What left me a bit unsure was how to account for the extra hours logged in under language arts. The Well Trained Mind offers an example of what to do in such a case. The example is associated with the great books study recommended in the text. According to the example, 320 hours’ worth of study can translate into a full elective credit for literature, and one full credit for history (provided of course, you follow the guidelines in the book and your study involves historical documents and source readings). Go figure that the few books we “cut” due to lack of time, were the autobiographies that correlated to our history studies. But in our case, as we were covering U.S. History 1 anyway, it would have made more sense for those readings to be added onto the time spent separately on history. The individual parts to our language arts study, as mentioned above, were: spelling; writing; grammar; literature; rhetoric and logic. I figured that the most common sense way to sort these into groups was to lump spelling, grammar, and literature under the English 1 course title, and put writing, logic, and rhetoric into another group under the Speech 1 course title. The latter would count as an elective, and fit under “Speech” as rhetoric is classified in TWTM. It made sense to lump the logic and writing together along with the rhetoric, and I’m relieved to have that settled.

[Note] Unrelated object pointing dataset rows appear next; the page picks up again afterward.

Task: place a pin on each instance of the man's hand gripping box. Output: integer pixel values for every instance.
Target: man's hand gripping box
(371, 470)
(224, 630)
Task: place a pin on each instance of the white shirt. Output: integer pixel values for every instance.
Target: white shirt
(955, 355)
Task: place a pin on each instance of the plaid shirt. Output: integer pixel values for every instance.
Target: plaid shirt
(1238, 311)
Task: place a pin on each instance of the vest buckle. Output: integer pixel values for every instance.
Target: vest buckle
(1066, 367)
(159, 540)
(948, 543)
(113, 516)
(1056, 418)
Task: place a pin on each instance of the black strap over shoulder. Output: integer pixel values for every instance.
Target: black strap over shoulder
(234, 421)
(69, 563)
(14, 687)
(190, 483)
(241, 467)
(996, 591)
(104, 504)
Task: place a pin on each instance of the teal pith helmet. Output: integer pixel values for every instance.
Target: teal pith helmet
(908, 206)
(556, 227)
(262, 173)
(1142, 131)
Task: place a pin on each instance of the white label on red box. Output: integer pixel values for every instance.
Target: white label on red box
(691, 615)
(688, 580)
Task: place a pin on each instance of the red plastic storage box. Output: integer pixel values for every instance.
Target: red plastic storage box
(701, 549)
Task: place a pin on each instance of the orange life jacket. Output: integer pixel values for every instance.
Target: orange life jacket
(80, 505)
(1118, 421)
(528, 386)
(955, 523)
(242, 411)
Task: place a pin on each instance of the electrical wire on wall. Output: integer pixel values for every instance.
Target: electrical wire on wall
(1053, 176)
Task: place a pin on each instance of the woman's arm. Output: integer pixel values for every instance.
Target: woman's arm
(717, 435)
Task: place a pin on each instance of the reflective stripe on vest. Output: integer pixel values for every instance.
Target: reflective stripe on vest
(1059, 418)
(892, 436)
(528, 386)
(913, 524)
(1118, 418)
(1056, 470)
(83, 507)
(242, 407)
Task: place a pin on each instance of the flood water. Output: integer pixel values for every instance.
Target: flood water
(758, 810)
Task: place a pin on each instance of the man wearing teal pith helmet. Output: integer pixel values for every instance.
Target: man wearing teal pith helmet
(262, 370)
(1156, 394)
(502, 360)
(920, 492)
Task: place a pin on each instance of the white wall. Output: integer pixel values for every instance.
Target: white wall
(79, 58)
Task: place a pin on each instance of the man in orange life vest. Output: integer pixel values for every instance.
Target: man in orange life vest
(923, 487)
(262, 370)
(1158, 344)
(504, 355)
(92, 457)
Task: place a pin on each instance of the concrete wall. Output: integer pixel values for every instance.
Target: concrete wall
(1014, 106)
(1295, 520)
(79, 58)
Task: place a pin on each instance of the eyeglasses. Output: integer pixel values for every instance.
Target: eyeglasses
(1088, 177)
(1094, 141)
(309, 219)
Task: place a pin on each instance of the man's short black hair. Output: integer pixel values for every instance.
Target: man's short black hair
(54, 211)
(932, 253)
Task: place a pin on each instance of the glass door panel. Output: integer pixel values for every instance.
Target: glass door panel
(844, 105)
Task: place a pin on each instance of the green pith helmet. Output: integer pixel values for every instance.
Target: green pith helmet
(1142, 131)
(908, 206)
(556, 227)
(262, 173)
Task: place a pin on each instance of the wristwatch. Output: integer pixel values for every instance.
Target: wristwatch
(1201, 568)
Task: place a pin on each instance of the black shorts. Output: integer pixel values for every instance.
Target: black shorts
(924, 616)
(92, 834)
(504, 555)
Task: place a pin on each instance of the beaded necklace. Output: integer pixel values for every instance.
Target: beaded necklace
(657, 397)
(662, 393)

I’m still nowhere near done with this. I still have to check my state and district guidelines, find that dang transcript book (I swear I saw it just a few days ago, but where could it be now? It’s anyone’s guess.), and figure out how to put it all together and make it look as official as possible. In addition to preparing the transcript, I’ll be gathering materials for a portfolio of representative work. I’d like for it to include a cross-section of examples ranging from typical assignments, to quizzes, tests, lab and project photos, as well as reports and response papers.

If anyone is out there and has had experience with writing transcripts, I’m all ears, and open to some been-there-done-that advice!